Parr applauds efforts like Come Over October and Share and Pair Sundays, which emphasize the community of wine. But she wants more. “While joyful storytelling is essential — so is truth-telling,” she writes. “If we want wine to remain culturally relevant and commercially viable, we need to defend it not just with touchy-feely notions of community, but with facts, science, and unapologetic honesty.” That puts her in the same camp as Laura Catena with her In Defense of Wine website.
Of course, Parr and Wark are preaching to the choir. So am I with this essay and my screeds about The New Prohibition. We need a message to the general public — but at least, understanding what the nannyists and naysayers are saying will help us formulate that counter-message.
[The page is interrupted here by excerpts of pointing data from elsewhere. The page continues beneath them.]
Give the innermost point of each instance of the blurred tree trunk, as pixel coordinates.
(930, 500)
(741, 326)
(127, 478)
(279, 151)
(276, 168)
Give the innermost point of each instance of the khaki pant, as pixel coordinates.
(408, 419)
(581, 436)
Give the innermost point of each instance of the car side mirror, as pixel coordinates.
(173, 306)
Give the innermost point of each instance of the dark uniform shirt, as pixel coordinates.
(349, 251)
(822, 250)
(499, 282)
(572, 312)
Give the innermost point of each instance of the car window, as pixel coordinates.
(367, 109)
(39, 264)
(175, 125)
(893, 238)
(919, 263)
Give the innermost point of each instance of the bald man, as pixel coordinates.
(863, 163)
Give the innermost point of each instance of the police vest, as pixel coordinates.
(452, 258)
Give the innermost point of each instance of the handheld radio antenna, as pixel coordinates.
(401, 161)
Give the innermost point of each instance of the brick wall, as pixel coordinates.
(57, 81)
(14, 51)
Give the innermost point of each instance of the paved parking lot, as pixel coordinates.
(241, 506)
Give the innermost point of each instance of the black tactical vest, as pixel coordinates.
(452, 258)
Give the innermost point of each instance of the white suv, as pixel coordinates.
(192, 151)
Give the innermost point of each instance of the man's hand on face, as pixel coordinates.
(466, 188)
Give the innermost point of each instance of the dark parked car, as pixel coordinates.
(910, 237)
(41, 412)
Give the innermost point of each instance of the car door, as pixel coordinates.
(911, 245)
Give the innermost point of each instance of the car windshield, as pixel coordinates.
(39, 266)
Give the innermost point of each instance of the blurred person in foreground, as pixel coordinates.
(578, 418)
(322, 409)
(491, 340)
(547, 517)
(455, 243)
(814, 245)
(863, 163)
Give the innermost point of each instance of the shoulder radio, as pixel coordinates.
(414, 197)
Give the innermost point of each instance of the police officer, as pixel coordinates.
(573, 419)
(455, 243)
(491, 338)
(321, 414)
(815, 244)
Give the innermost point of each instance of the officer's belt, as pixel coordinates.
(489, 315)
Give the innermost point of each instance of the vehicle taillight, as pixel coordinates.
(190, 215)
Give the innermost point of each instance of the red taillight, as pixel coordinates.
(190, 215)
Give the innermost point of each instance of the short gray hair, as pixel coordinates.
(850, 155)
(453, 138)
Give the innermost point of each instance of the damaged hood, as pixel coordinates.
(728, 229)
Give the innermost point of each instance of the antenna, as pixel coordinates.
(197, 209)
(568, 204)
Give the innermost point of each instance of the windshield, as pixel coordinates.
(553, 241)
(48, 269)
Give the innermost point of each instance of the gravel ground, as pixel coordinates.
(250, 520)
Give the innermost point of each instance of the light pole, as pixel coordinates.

I’m not so worried about prohibition. I live in France. If regulation really worked, no one would be smoking… and yet, here we are.
What I am worried about is forgetting. Not a loud, dramatic exit, but the quiet kind, where wine stops showing up at the table, and no one notices… because no one’s sitting at the table anymore.
When people stop gathering, pausing, spending time together, what place does wine really have?
I think we’re about to be reminded how much we need each other. Especially the younger generations. It’s only human. Health "hacking" will go the way of the Jane Fonda tapes.
And wine will be waiting.
Although I am somewhat isolated by health issues, I still savor the community of wine tasters, & derive life-enhancing pleasure from our mutual passion. When I had to forego wine because of medication, I imbibed vicariously. Who's to say that this wasn't a factor in improved health? I was about to say "mental & physical" health, but is there really a mind/body divide? Sharing the table, sharing the tasting, sharing glasses of whatever juice appeals, keeps us human.